Küresel değişim, teknolojinin güdümünde gerçekleşen bir değişimdir. İletişim biçimlerinin çeşitlenmesi, bütün iletişim organlarının dijital bir üst metinde birleşerek, interaktif çoklu medyanın önünü açması ve sınırların ötesini izleyen uyduları ya da telefon hattı üzerinden bilgisayara dayalı iletişimi kontrol etmenin imkânsızlığı, yasal düzenlemelere dayalı geleneksel savunma hatlarını yerle bir etmiştir. Telekomünikasyon patlaması, kablonun geliştirilmesi, görülmemiş bir yayın

gücü sağlamıştır. Girişimciler bu eğilimi görmüşler ve bu fırsatı yakalamışlardır. Büyük birleşmelerin gerçekleşmesi, bunun peşi sıra, sermayenin medya sektöründe, ekonomik, kültürel ve siyasi alanlardaki iktidarı birleştirebilen bu sektörde yer alabilmek için harekete geçmesini doğurmuştur. İnsanların medyada çeşitliliğin ve özgürlüğün özlemi içinde olduğu, yerel yayıncılığa getirilecek uluslararası rekabetin kaliteyi yükselteceği dillendirilmiştir. Simgesel siyasetle, medyanın serbestleşmesi teknolojik modernleşme söylemi içinde eritilerek, seçkin düşüncenin yeni medya sistemi lehine dönmesinde rol alınmıştır(Castells: 2008: 402). Küresel sermayenin bu görüşleri yine medya aracılığıyla köşe yazarları, gazeteciler, sermaye ile iyi ilişkiler içinde olan yerel siyasetçiler aracılığıyla seslendirilmiştir.

Uydu yatırım maliyetlerinin çok yüksek olması, 1970’lerden bu yana devletler arasında İntelsat ve Eutelsat gibi uydu anlaşmalarına gidilmesine neden olmuştur. Büyük altyapı yatırımlarını gerektiren yeni iletişim teknolojileri, iletişim şebekelerini kurabilmeyi gerektirmektedir. Bu büyük yatırımların özel kesim tarafından yapılabilmesi ancak büyük özel sermayelerin ortaklık kurması, buna ek olarak sermaye piyasasındaki hisse senedi yoluyla büyük miktarda sermaye elde etmelerini gerektirmektedir (Aktaran: Adaklı, 2006: 54). ABD gibi özel girişimciliğin öteden beri yaygın olduğu ülkeler dışında kalan, Türkiye gibi ülkelerde devlet, iletişim sektörünün altyapı yatırımlarını gerçekleştirmek durumundadır. Neo liberal politikalarla birlikte yükselen bir diğer olgu, iletişim sektöründeki devasa büyüme ve artankâr oranları olmuştur. İMF ve Dünya Bankasının çizdiği yörüngede üretilen bu politikalar, dünyanın farklı bölgelerinde (Latin Amerika, Asya-Pasifik) yanı sıra Türkiye’de 1980’lerde uygulanan politikalarla hayata geçirilmiştir.
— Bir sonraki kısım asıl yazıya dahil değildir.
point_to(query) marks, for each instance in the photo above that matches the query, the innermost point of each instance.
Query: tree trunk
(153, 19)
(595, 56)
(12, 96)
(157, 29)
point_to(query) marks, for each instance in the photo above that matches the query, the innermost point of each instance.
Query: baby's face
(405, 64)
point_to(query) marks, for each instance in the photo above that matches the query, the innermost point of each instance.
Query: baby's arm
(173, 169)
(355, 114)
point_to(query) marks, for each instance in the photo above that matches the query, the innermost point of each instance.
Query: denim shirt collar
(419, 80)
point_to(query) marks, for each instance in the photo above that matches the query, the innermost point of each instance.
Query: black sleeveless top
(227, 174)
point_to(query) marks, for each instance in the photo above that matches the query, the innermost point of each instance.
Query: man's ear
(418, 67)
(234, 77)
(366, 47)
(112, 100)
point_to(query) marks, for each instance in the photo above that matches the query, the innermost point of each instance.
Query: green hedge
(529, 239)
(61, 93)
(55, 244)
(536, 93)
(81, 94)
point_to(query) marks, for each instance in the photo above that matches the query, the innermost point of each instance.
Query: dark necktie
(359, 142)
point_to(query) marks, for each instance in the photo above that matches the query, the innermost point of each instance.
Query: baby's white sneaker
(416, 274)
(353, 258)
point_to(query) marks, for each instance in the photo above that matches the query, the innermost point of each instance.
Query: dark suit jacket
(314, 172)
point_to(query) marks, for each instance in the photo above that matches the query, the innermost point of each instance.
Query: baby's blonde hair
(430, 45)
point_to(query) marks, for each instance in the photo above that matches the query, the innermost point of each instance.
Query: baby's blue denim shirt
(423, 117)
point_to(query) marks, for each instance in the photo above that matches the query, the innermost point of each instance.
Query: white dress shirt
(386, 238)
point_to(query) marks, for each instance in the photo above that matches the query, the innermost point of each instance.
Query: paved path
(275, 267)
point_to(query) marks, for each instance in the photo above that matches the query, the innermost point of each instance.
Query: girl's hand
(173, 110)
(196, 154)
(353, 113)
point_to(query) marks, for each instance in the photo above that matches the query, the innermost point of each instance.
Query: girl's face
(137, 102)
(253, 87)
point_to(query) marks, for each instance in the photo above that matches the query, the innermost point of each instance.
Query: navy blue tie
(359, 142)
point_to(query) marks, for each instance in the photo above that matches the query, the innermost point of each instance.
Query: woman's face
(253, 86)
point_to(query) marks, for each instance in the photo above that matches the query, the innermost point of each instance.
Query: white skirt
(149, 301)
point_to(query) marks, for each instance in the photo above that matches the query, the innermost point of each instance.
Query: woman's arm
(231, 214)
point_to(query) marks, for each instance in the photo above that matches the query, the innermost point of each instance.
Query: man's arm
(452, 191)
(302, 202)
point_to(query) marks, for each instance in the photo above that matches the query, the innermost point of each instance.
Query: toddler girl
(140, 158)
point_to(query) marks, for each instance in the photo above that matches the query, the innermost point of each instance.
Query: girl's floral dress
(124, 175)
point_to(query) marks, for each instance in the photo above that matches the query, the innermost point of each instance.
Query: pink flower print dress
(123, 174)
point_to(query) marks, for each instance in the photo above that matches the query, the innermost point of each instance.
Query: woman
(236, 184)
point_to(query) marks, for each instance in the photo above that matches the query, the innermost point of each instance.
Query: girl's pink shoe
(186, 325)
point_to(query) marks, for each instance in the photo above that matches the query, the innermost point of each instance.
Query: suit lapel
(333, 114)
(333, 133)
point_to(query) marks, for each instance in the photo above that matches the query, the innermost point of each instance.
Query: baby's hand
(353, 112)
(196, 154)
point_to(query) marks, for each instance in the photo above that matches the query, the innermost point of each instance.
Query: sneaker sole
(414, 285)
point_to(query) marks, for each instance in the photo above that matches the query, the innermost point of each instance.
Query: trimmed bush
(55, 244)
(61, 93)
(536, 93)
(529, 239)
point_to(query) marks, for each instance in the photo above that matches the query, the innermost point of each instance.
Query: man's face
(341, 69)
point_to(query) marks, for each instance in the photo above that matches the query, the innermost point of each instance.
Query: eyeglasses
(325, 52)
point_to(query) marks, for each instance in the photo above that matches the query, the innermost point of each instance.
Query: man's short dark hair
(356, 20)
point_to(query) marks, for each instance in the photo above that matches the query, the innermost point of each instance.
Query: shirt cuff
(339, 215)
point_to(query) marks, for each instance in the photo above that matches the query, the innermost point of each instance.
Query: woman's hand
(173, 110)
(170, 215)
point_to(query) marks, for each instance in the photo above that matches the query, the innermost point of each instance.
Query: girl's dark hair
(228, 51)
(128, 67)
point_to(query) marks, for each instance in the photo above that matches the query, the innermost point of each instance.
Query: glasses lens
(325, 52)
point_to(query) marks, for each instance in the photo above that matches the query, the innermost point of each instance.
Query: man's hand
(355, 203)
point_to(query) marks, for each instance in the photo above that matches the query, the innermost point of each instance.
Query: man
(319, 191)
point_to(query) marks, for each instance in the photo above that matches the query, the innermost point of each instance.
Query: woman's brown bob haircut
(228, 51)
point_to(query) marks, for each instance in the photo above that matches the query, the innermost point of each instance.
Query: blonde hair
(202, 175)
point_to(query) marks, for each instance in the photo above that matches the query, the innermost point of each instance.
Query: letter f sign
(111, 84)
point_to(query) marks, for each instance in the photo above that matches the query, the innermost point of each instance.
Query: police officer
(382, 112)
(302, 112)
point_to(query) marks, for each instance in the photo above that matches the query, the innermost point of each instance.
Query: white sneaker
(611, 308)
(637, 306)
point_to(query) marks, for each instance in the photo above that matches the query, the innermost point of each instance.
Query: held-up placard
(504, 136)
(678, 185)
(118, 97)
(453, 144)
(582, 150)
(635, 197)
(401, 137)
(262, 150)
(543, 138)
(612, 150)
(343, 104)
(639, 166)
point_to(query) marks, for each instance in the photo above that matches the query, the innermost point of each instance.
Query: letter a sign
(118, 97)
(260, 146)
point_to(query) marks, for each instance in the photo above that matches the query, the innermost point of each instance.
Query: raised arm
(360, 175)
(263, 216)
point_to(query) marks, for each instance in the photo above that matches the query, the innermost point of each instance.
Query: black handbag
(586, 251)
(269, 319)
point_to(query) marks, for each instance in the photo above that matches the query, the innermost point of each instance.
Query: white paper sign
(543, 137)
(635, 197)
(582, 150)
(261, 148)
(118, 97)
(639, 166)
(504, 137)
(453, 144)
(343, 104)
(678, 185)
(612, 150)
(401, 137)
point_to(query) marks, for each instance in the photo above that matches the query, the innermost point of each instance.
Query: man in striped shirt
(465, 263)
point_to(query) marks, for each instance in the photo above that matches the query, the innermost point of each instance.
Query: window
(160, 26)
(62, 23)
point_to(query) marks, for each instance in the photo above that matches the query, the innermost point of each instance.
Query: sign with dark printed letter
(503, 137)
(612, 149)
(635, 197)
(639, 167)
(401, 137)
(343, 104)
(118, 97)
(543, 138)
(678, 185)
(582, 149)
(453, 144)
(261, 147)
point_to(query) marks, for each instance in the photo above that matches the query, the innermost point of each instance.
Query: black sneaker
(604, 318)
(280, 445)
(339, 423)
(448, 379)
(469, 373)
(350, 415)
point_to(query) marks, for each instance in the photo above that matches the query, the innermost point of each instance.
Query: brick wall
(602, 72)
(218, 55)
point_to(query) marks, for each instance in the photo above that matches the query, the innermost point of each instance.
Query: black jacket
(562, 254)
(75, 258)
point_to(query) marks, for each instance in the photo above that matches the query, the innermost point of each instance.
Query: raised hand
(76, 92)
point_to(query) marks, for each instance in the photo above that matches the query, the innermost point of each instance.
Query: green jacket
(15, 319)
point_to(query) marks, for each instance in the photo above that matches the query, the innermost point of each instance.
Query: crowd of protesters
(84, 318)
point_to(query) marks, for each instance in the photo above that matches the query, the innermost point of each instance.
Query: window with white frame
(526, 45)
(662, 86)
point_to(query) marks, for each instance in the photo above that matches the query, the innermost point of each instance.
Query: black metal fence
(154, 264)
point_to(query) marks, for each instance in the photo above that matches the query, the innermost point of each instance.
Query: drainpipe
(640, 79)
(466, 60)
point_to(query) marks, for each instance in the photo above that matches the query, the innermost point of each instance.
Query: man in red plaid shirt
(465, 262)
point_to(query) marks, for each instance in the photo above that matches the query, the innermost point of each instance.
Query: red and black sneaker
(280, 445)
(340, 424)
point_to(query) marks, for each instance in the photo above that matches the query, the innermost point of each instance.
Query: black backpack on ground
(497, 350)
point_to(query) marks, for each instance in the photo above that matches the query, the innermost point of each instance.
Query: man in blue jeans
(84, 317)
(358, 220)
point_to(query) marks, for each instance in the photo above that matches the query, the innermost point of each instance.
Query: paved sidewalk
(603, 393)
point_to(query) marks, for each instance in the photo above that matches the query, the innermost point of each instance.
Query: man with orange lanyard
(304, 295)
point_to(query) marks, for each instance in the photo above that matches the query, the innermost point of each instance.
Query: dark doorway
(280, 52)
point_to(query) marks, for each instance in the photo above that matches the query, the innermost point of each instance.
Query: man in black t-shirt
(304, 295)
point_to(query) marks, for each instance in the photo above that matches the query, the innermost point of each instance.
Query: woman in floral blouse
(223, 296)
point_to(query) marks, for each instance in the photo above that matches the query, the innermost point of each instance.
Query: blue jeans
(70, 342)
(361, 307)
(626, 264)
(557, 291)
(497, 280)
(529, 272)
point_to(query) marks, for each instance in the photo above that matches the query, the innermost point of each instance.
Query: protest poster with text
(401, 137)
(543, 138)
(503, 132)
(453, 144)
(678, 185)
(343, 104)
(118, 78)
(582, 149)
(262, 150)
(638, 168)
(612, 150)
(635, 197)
İletişimde küreselleşme, sermaye piyasalarının ulus devletlerden bağımsızlaşırken, ulusal üretimin dünya pazarına artan bağımlılığı olarak tanımlanan mali küreselleşme ile birlikte başlar. Bu iki şekilde gerçekleşebilir; Birincisi bir firmanın, bir ülkenin sınırları ötesinde yatırım yapmasıdır. İkincisi ise, firmaların birbiriyle birleşerek (örneğin Time ve Warner Bross+AOL firmalarının birleşmesi) veya satın alarak ya da ortak girişimle ulus aşırılaşmasıdır. Bu yöntemle, üretim ve pazar kontrolü sayesinde kârların azamileştirilmesi olanağı sağlanır (Uluç, 2008: 207). Murdock ve Golding’e göre, son yıllardaki tartışmalar, pazarlaştırma politikalarının baskısı ve bilgisayar, telekomünikasyon ve görsel işitsel

endüstrilerinin hızla artan yakınsaması (birbirine yakınlaşması) üzerinde yoğunlaşmaktadır. Birbirine paralel olan bu iki hareket, şirket mantığı savunucularına, özel girişime, yeni alanlar sunmaktadır (Aktaran: Uluç, 2008: 207).
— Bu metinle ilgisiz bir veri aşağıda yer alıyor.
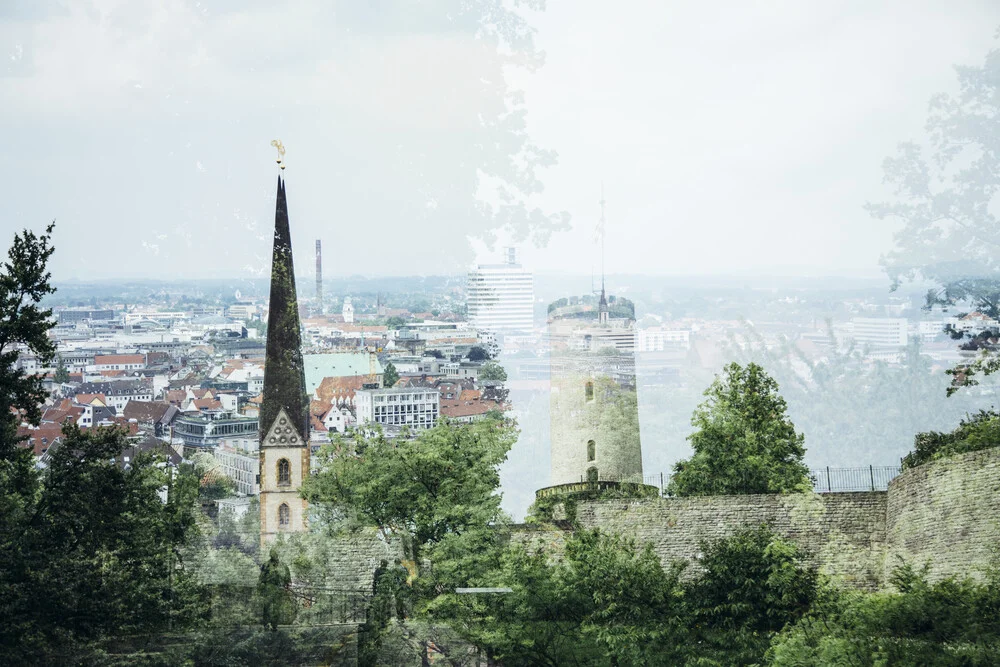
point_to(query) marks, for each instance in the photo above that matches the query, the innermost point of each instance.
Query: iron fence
(845, 480)
(825, 480)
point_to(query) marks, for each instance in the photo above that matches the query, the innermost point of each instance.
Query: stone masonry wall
(946, 514)
(843, 533)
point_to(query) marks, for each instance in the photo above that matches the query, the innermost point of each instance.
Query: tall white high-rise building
(501, 296)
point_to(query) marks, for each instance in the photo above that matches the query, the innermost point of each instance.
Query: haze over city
(743, 141)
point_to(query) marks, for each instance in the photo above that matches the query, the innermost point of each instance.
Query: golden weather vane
(281, 151)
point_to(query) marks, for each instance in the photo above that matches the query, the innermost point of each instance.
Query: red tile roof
(119, 359)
Yakınsama süreci, dört sektörü; yayıncılık, basılı yayımcılık, telekomünikasyon ve tüketici elektronik teçhizatı (kişisel bilgisayar ve televizyon) bir araya getirmektedir. Pazarlaştırma kavramı ile kamusal iletişim kaynaklarının ve kuruluşlarının hızla özelleştirilmesi, iletişimin her alanında rekabete açık politikalar izlenmesi, ister kamu ister özel sektör olsun, serbest piyasa kurallarına göre hareket ve yapılanmaya yönlendirilmesi anlatılmaktadır. Lisans ve ruhsat verme, frekans tahsisi işlemlerinde açık artırma yolu ile en çok fiyat verene dağıtılması, iletişim alanının yeniden düzenlenmesi süreci tamamlamaktadır (Uluç, 2008: 208). Yakınsamanın, belki de en önemli göstergesi, 1999 yılında o güne kadar yayıncılık alanıyla ilgisi bulunmayan AT&T’nin, küçük kablo şirketlerinin bileşiminden oluşan Media One’ı 56 milyar dolara satın alarak, bir anda kablolu televizyon sektörünün bir numaralı aktörü haline gelmesidir. Golding ve Murdock, liberal ve popüler basında yakınsama terimi için teknolojik determinizm görüşünün destek olarak kullanıldığını iddia etmektedirler. Teknolojik yakınsamanın, iletişim ve kültür alanınını son dönemde piyasalaştırılmasını haklılaştırmak için retorik unsur olarak kullanıldığını söylemektedirler. İletişim mecralarının yakınsamasıyla birlikte artan tekelleşmeye dikkat çekmektedirler. Yeni dönemde, sektörün yeniden yapılanmasının en can alıcı noktalarından birisini, kapitalist mülkiyetin ve üretim, dağıtım ve tüketim sürecinin kontrolünün sıkı sıkıya bütünleşmesi olduğunu vurgulamaktadırlar (Aktaran: Adaklı, 2006: 62).